Turns out I put it back on the shelf. I spotted the book off and on throughout the years, like an vague acquaintance, a friend of a friend whose name I couldn’t quite recall, in various used book stores and on various library shelves.

Thirty-five years would go by before I finally picked it up. By then I had seen all six Star Wars movies countless times. Bought some as video tapes and DVDs. I’d read eight, nine or ten Foster books, original stories and more movie tie-ins. (His Alien novelization was hugely influential to young Me.) And even though Star Wars doesn’t really excite me much nowadays (Phantom Menace began my disillusionment; Clone Wars cemented it), I figured Splinter of the Mind’s Eye would give me a couple of hours of reckless youthful reading enjoyment.

It did.

I read it in two long sittings this past weekend, and, I have to say, I liked it. Was it great literature? No. Was it great science fiction? No. But it did what I expect a good read to do: pull me in to the story and keep me turning the pages until it’s over.

[spoilers!]

The plot is pretty direct. Luke and Leia are piloting separate X-wings into the Circarpousian star system to convince the main planet’s government to join the rebellion. C3PO and R2D2 are with them. Suddenly, engine trouble forces Leia to crash on Mimban, a relatively unexplored and unsettled jungle world, and Luke follows. Their ships irreparable, the two set out to explore their surroundings and find a way off. Mimban, by the way, is a stand-in for what would later become Dagobah in The Empire Strikes Back, and Foster had plenty of practice with such a world from writing this novel. Anyway, they stumble across a secret Imperial mining facility, infiltrate it, learn of a mythical gemstone with the power to vastly amp up one’s command of The Force, are discovered and imprisoned, escape, and race Lord Vader to the temple that houses said gem, the “splinter of the mind’s eye.” Events take them underground, which reminded me so much of this novel I was swamped with déjà vu. The story ends abruptly following the requisite and climactic light saber duel – only this time, Vader loses an arm!
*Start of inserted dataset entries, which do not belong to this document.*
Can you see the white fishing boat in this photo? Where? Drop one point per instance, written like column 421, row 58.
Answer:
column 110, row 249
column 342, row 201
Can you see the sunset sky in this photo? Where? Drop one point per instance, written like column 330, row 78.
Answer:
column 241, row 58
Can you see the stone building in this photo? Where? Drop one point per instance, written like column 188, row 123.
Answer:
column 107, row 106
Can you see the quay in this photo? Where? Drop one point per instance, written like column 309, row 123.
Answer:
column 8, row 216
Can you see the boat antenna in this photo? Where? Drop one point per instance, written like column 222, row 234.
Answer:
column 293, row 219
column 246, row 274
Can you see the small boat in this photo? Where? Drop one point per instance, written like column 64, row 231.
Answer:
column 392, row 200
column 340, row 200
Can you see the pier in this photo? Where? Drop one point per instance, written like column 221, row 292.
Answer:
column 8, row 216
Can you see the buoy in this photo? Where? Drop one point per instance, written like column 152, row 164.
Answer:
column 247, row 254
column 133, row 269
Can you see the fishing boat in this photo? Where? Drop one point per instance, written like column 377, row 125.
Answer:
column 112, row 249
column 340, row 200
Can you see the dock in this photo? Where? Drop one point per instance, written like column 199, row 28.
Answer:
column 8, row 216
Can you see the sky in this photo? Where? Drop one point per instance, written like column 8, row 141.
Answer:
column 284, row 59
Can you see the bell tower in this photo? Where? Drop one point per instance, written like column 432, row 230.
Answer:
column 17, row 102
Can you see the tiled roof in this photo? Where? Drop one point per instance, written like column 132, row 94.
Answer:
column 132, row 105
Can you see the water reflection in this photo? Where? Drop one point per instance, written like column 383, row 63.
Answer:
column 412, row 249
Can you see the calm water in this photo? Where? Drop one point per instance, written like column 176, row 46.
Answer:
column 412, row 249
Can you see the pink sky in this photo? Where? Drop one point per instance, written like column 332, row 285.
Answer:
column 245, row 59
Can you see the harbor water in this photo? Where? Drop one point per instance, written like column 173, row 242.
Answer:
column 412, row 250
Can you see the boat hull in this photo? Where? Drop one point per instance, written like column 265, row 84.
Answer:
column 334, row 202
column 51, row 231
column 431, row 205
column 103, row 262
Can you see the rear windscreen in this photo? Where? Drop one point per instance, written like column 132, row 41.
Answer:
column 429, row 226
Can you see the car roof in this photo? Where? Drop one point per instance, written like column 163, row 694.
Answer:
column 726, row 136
Since this was written before The Empire Strikes Back, it was not canon that Luke and Leia were brother and sister. So there’s an awkward and uncomfortable sexual vibe every time Luke is described as stealing randy glances at the princess. Also, no Han Solo or Chewie. Not much grandiose special effects to envision, either; save for the first couple of pages (the crash landings on Mimban), all the action takes place either in the jungle, the mining town, or the temple. There are some monsters, and I envisioned a pre-asteroid monster type thing which later made an appearance in Empire. All-in-all, it’s a pared-down low-budget semi-sequel to the original movie.

Which is what it was supposed to be. Foster created the story to be filmable as a low-budget semi-sequel to Star Wars had the original movie bombed. Since it didn’t, Lucas’s plans for a more expansion, epic sequel were put into play. And Splinter of the Mind’s Eye became a footnote, albeit an important one: the first of a long, long list of “original” novels in the Star Wars universe.